A strong hurricane, named Patricia, is heading for the Pacific coast of Mexico.
Professor Pier Luigi Vidale, Professor of Climate System Science, University of Reading, said:
“This is the biggest storm ever recorded in the Western Hemisphere. It is a Category 5 hurricane – the most powerful category, with winds of more than 150mph. Category 5 hurricanes are so powerful that catastrophic damage is expected. They can destroy almost all but the sturdiest of buildings.
“While most tropical storms in this area move to the west or north-west, Patricia is tracking north, so this looks as if it will make landfall. The only doubt is whether it will be Category 5 or a Category 4 hurricane when it makes landfall – but even if it makes landfall as a Category 4 hurricane, that is still a very intense and serious storm. For comparison, Hurricane Katrina was Category 3 when it made landfall in Louisiana.
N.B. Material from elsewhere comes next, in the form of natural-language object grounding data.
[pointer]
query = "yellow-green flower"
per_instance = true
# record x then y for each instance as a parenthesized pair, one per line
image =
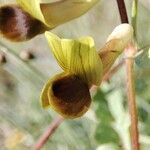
(31, 17)
(68, 92)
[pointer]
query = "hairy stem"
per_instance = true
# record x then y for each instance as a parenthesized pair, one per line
(130, 53)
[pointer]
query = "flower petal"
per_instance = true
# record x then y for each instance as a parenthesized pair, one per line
(55, 13)
(68, 95)
(77, 57)
(65, 10)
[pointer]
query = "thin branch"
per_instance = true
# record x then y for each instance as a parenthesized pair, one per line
(122, 11)
(48, 133)
(130, 53)
(134, 17)
(111, 72)
(131, 97)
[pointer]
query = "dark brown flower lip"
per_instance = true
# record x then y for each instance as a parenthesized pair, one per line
(69, 96)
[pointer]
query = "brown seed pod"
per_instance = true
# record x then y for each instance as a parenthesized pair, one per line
(17, 25)
(68, 95)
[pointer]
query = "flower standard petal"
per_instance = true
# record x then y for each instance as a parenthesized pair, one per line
(55, 13)
(78, 57)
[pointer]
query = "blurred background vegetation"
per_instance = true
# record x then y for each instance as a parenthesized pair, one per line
(106, 125)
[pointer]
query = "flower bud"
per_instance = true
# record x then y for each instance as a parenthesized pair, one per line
(67, 94)
(18, 25)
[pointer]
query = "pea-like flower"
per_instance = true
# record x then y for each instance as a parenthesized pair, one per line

“So far, the forecasts have been spot on. Patricia is predicted to hit the coast of Mexico somewhere between Puerto Vallarta and Manzanillo at some time between today and tomorrow. It will start to reduce its intensity as it progresses over land on Saturday afternoon.”
Dr Chris Holloway, a tropical storm scientist at the University of Reading, said:
“Patricia is the strongest tropical cyclone ever recorded in the Western Hemisphere. This is stronger than Haiyan and Katrina, even at their peaks.
“When a US hurricane hunter aircraft flew over Hurricane Patricia on Thursday night, they found the strongest hurricane ever observed in the northeast Pacific basin.
“The maximum wind speeds are now 200 mph and surface pressure is estimated to be 880 mb, which is not only lower than any other observation in a northeast Pacific storm, but also lower than any recorded Atlantic basin hurricane as well.
“Patricia is forecast to make landfall in the next 12-18 hours, at a strength similar to its current record-breaking level. The current northeastward forecast track would have the storm making landfall a little west of Manzanillo, which could lead to a severe storm surge up to 12 metres high in that region.”